Modernity and Pastoralism

One of the major themes that run through the novel is the conflict between the hinterland and the city, representing the conflict of modernity and tradition. There is a hierarchal order to the duality of modernity and tradition stemming from the fact that modernity is a Western concept and, by necessity, assumes a superior position to “tradition.” The city of Mogadishu represents a local model of what the West stands for – an aspiration everyone should reach. Embracing modernity and becoming one of the city dwellers is sought by many characters such as Yusuf to become a “post-camel” person. However, this hierarchal order is not a fixed one. For instance, we observe that the hinterland people despise city dwellers and regard them as sluggish walkers who lack valor and forte.

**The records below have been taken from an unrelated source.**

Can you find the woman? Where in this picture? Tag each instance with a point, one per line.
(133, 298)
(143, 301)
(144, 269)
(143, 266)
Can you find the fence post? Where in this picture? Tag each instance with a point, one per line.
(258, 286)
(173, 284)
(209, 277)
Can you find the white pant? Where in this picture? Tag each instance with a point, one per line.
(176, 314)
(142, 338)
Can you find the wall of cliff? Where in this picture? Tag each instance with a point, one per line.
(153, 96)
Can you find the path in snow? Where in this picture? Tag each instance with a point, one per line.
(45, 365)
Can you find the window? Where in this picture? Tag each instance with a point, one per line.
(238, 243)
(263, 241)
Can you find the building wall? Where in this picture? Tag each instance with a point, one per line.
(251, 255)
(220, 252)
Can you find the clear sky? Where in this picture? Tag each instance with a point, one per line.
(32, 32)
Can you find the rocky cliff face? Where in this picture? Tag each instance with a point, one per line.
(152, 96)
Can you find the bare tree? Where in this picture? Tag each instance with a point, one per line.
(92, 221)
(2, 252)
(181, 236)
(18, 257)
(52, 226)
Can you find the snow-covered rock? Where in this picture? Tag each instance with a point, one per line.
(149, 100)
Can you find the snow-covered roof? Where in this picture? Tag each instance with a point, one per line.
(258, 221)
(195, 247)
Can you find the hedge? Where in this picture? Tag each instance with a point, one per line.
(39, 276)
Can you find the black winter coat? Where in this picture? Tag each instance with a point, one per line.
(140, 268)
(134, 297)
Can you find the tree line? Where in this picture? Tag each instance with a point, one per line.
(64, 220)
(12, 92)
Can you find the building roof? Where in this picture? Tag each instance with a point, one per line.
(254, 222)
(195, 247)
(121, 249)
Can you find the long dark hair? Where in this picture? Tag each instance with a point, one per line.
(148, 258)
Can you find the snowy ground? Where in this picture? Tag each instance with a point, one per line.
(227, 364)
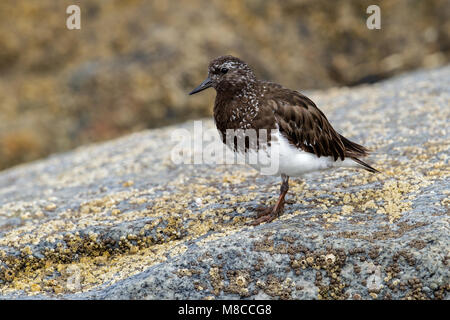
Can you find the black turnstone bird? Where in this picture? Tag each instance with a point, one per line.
(304, 138)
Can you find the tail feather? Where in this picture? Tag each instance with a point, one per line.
(365, 165)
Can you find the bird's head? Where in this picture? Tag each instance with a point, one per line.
(227, 73)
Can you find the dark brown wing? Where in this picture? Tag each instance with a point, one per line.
(306, 127)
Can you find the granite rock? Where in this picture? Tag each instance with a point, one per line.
(118, 220)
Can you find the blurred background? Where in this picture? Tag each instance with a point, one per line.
(133, 61)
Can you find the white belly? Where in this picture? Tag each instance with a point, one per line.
(283, 158)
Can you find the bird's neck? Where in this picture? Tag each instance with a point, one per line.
(236, 109)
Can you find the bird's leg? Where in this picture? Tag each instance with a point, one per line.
(270, 213)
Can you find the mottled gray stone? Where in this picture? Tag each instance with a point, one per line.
(179, 231)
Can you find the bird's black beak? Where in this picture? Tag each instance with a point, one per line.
(204, 85)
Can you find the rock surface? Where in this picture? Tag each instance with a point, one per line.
(120, 220)
(132, 63)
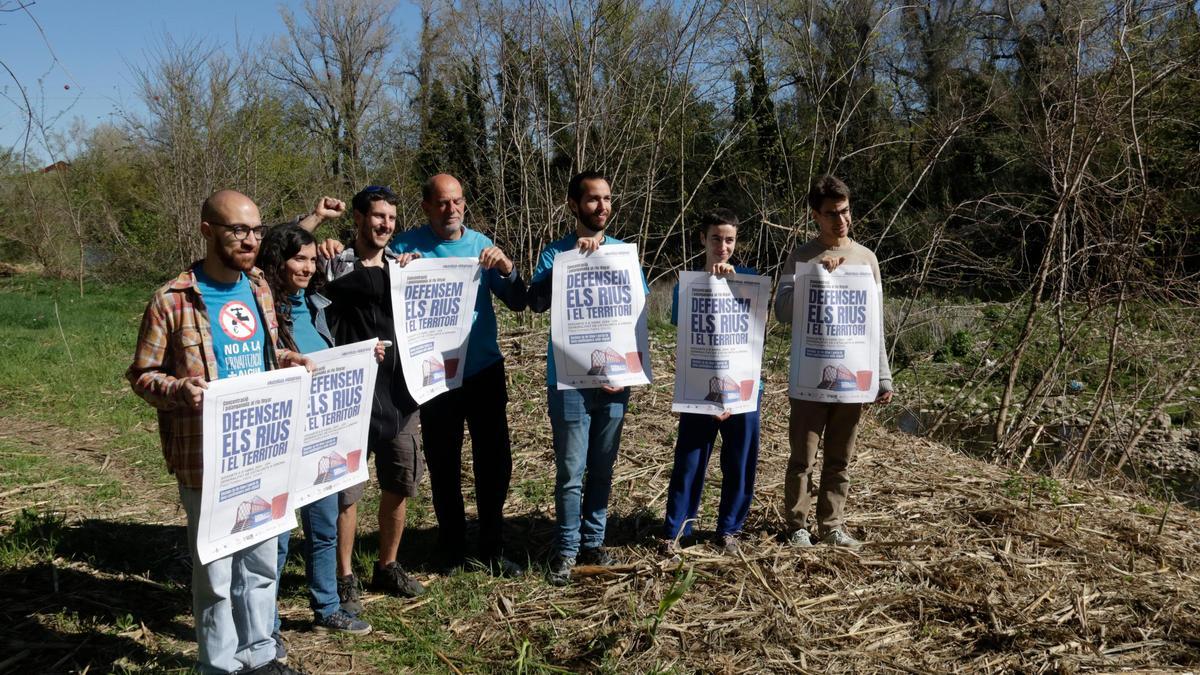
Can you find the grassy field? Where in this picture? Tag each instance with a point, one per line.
(970, 567)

The relationship between modernity and tradition is also not a definite; it is a dialectical relationship. Through the novel there is dialectic between modernity and tradition that can be sensed in the grand scheme of things as well as within the life span of one person. For instance, we see how people of the city, who were once camel people themselves, look down to and joke about the people of the hinterland who are yet to make it. Ali Deray, for example, does that when he gossips with his urban fellows about a Yusuf who asks him for help to make it in modernity. Yet, we see those same city dwellers celebrate their enormous dignity, fearlessness, and hospitality which are rooted in nomadic culture of Somalia. On the other hand, within the same life span, we witness Beheyeah submits to both modernity and tradition. He is a devotee to Western notions of progress embracing them zealously at the personal level. However, when going through personal crisis, Beheyeah looks for redemption in the spiritual legacy of his forefathers. Hence, the back and forth within the duality of modernity and tradition speaks to the indefinite relationship between them while alluding to their nebulous meanings. That being said, clan is an all-pervading sociocultural factor that overarches city modes and hinterland ways. Clan is both; a vehicle/tool to serve individuals’ ambitions and an authority to be submitted to by the same individuals in the city and in the hinterlands.

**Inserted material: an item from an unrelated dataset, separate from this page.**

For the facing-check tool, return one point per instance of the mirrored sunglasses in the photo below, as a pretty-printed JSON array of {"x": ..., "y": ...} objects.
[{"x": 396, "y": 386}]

The novel is written in an exquisite language that depicts captivating images. Its engaging language makes scenes vivid by paying attention to minute expressions and subtle body language. You feel the heated conversations in the chiefs’ meetings, the anxiety of Tusmo, the arrogance of Ali Deray, the prudence of Asha and you become sympathetic with Beheyeah’s as he goes through disillusionment. The novel interconnects many levels of agency. The characters of the novel, with their worries and aspirations are very relevant in a way that makes them traverse Somalia and become appealing in other contexts. It is a story to be read to learn about Somalia, Africa, world politics as well as the human condition.


Rabah Omer has worked as a researcher in Sudan and South Africa.